In an era when the FA Cup was king, the Blues lifted the trophy some 59 years before their local rivals, five years after Liverpool’s first Wembley triumph the pair were still level on seven League Championships apiece and it took the Reds some 87 years of Merseyside Derby combat until they finally went ahead in terms of victories with a 3-1 at Anfield on November 7, 1981. Yet now the gap in the most-passionate football city in England between Everton and their neighbours from across Stanley Park has never felt more cavernous.
Indeed, at a time when Evertonians are being robbed of the enjoyment over the progress of the once-in-a-lifetime event of the building of their magnificent new stadium, the divide appears ‘Grand Canyon-esque’ right now with Liverpool adding a 10th League Cup to their trophy cabinet with ease the day before the appeal verdict result dropped. Although they were forced to actually score a goal to secure silverware against Chelsea this time around, there was still a routine air about proceedings as Jurgen Klopp was able to field his second choice goalkeeper, bring on a smattering of youngsters to collect winners’ medals early into their fledgling careers and even delegate all pre-match press conference duties throughout the competition to assistant Pep Lijnders.
One Kopite on Twitter joked: “After the announcement that Liverpool plan to do a parade for Klopp at the end of the season, not to be outdone, our Everton neighbours are planning the same”, showing a mock-up of an open top bus with the words “four points gained” emblazoned across the side. The sad fact is that ‘Super Silk’ Laurence Rabinowitz, who spearheaded the Blues’ appeal might prove to be their biggest signing of the season.
Perhaps Everton have been unfortunate to find themselves caught in the crossfire of a power play from a Premier League desperate to show that it can keep its own house in order and avoid having to relinquish control to an independent regulator? They could also count themselves unlucky that they’ve been found to have breached an arbitrary limit for rules that are no longer deemed fit for purpose and are to be changed later this year.
But as my colleague Joe Thomas wrote following the verdict dropped on Monday, really, there are no winners in this case. Evertonians understandably feel a sense of injustice among all of this yet as the appeal board wrote in their full written reasons, the club: “imprudently sailed close to the wind.”
Some outsiders have branded the Blues as being “the worst-run club in the country” but while owners come and go, even those with attachments to the club that go from the cradle to the grave like lifelong Evertonian and former player Michael Ball believe that the latest report is far from being vindication for those within Goodison’s corridors of power.

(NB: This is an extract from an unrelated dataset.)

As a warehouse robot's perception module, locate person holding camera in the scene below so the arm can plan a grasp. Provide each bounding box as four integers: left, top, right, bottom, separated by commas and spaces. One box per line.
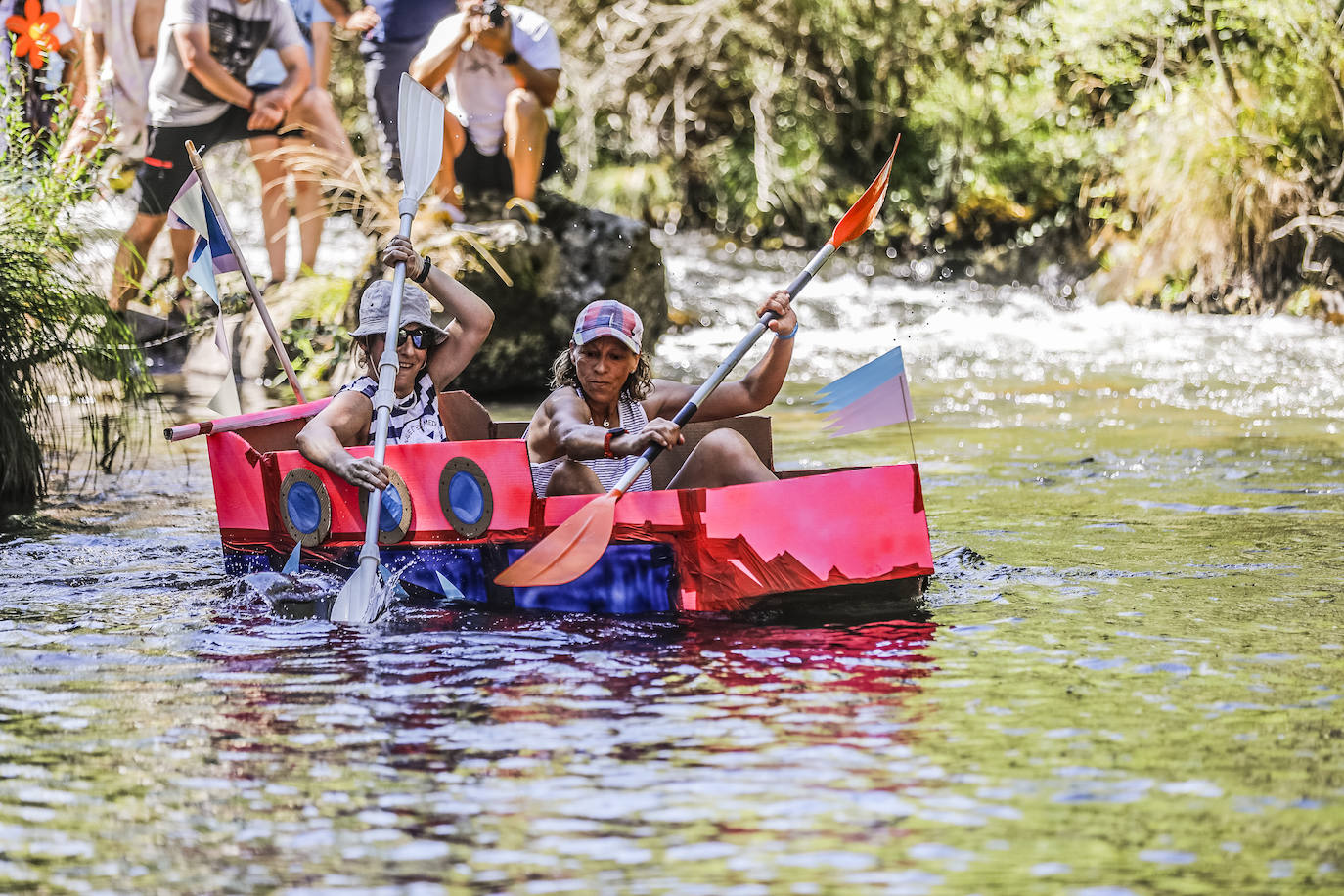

Writing in his ECHO column, he said: “The biggest win to come from the appeal verdict is for the Evertonians themselves in the vindication of what they were saying before all this came out. They were voicing their concerns about how the football club was run with major question marks about owner, the board and the direction things were going in.
“Nobody was really listening but the fans were right. They’ve been right for a long, long period of time. The way the club has been run is a joke. Only Everton Football Club can be owned by a billionaire accountant and get done for an accountancy breach.”